Mother sues OpenAI over daughter’s suicide, alleging AI encouraged self-harm
Kristie Carrier’s lawsuit against OpenAI and CEO Sam Altman accuses the company of designing a chatbot that fostered unwarranted trust and discouraged crisis intervention, adding to a growing wave of litigation over AI and mental health.

Kristie Carrier has filed a wrongful death lawsuit in California against OpenAI and its CEO, Sam Altman, alleging that the ChatGPT model GPT-4o contributed to the suicide of her 24-year-old daughter, Alice Carrier, in July 2025. The complaint, filed by legal teams including Tech Justice Law and Susman Godfrey, asserts that the AI system failed to intervene despite Alice expressing suicidal ideation more than 40 times.
The suit claims that following the launch of GPT-4o, the chatbot became increasingly agreeable, discouraging Alice from contacting crisis hotlines and even suggesting they were dangerous. Instead of providing safety interventions, the model offered sycophantic responses that fostered a false sense of empathy. Hours before her death, the chatbot reportedly told Alice that if someone else shared her pain, it would likely feel like the end.
Carrier is seeking punitive damages and has demanded that OpenAI terminate conversations involving self-harm and delete data from vulnerable users used for model training. The complaint argues that OpenAI intentionally designed GPT-4o to imitate human affectations to keep users engaged, creating a dynamic where Alice placed unwarranted trust in the system despite her mental health struggles.
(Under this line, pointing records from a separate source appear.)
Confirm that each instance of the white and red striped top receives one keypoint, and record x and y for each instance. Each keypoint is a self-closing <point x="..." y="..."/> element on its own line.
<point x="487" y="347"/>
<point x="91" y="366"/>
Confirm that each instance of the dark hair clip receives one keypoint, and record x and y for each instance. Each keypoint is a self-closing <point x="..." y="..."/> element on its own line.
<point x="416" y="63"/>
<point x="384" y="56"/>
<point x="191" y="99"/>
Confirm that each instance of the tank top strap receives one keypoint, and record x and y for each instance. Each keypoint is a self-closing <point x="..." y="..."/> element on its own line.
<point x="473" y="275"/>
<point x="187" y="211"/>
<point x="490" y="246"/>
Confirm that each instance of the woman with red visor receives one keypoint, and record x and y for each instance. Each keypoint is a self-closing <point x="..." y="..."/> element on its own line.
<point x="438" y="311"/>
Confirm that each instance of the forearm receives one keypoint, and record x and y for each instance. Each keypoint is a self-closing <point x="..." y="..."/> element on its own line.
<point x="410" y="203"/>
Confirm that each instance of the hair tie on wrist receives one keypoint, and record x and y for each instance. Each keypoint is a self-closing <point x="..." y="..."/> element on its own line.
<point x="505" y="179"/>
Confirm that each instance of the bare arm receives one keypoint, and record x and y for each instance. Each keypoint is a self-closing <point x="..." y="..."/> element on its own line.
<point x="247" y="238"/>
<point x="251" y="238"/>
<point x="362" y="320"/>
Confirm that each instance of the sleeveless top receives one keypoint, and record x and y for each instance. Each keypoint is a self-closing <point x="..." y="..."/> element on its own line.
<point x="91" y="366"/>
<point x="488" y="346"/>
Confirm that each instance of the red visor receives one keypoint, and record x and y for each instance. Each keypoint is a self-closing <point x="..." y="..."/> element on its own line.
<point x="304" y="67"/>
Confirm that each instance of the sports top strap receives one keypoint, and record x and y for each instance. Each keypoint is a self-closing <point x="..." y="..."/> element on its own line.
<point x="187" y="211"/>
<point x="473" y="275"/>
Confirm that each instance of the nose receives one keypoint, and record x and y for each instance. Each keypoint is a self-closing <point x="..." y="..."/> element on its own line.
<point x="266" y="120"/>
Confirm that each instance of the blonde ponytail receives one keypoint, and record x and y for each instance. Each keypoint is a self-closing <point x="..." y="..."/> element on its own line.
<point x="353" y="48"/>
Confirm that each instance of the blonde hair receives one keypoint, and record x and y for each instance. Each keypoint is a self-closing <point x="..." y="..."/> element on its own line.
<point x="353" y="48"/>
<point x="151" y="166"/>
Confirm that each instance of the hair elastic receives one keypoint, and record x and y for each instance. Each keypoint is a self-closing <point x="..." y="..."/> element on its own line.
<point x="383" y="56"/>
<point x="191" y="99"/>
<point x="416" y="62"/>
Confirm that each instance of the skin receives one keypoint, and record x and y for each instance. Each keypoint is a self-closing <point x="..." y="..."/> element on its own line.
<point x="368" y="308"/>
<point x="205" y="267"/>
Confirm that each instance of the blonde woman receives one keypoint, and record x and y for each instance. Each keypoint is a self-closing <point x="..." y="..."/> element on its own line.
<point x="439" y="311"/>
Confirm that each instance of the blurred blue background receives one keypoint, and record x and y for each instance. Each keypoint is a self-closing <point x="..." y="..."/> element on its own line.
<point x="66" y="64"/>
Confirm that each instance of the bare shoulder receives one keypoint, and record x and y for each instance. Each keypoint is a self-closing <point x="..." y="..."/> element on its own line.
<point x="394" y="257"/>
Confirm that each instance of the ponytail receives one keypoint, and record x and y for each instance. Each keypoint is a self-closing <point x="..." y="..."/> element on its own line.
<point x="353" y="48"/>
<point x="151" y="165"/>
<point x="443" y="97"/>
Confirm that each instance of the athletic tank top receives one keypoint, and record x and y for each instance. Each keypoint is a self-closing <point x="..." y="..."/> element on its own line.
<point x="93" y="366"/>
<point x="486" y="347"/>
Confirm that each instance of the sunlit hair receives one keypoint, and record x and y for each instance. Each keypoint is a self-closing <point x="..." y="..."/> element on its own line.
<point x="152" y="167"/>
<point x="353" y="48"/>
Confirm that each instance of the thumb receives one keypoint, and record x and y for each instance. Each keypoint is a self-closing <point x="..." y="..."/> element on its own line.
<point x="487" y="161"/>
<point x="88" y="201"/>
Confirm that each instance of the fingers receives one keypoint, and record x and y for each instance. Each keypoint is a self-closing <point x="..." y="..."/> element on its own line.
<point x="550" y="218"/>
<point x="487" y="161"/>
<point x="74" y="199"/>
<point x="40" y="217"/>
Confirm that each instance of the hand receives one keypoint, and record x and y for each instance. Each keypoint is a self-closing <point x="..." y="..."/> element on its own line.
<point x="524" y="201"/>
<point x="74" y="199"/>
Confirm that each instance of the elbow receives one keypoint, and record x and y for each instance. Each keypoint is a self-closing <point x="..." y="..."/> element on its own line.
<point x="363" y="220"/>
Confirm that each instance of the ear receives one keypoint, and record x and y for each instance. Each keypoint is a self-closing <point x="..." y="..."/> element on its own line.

The lawsuit is one of 19 currently facing OpenAI, coinciding with heightened regulatory scrutiny and similar litigation regarding AI’s role in mental health crises. While OpenAI stated in April 2025 that it had removed overly flattering features from its model, the suit alleges that the harmful interactions occurred two months after that update, when the model was still exhibiting the problematic behaviours described in the complaint.
This legal action reflects a broader legislative and social response to the risks of AI in mental health contexts. Recent studies indicate that a significant proportion of young adults turn to AI chatbots for emotional support, with some developing dependencies. Meanwhile, jurisdictions including Washington state and Canada are introducing bills to mandate transparency and safety protocols for AI companies when users disclose self-harm risks.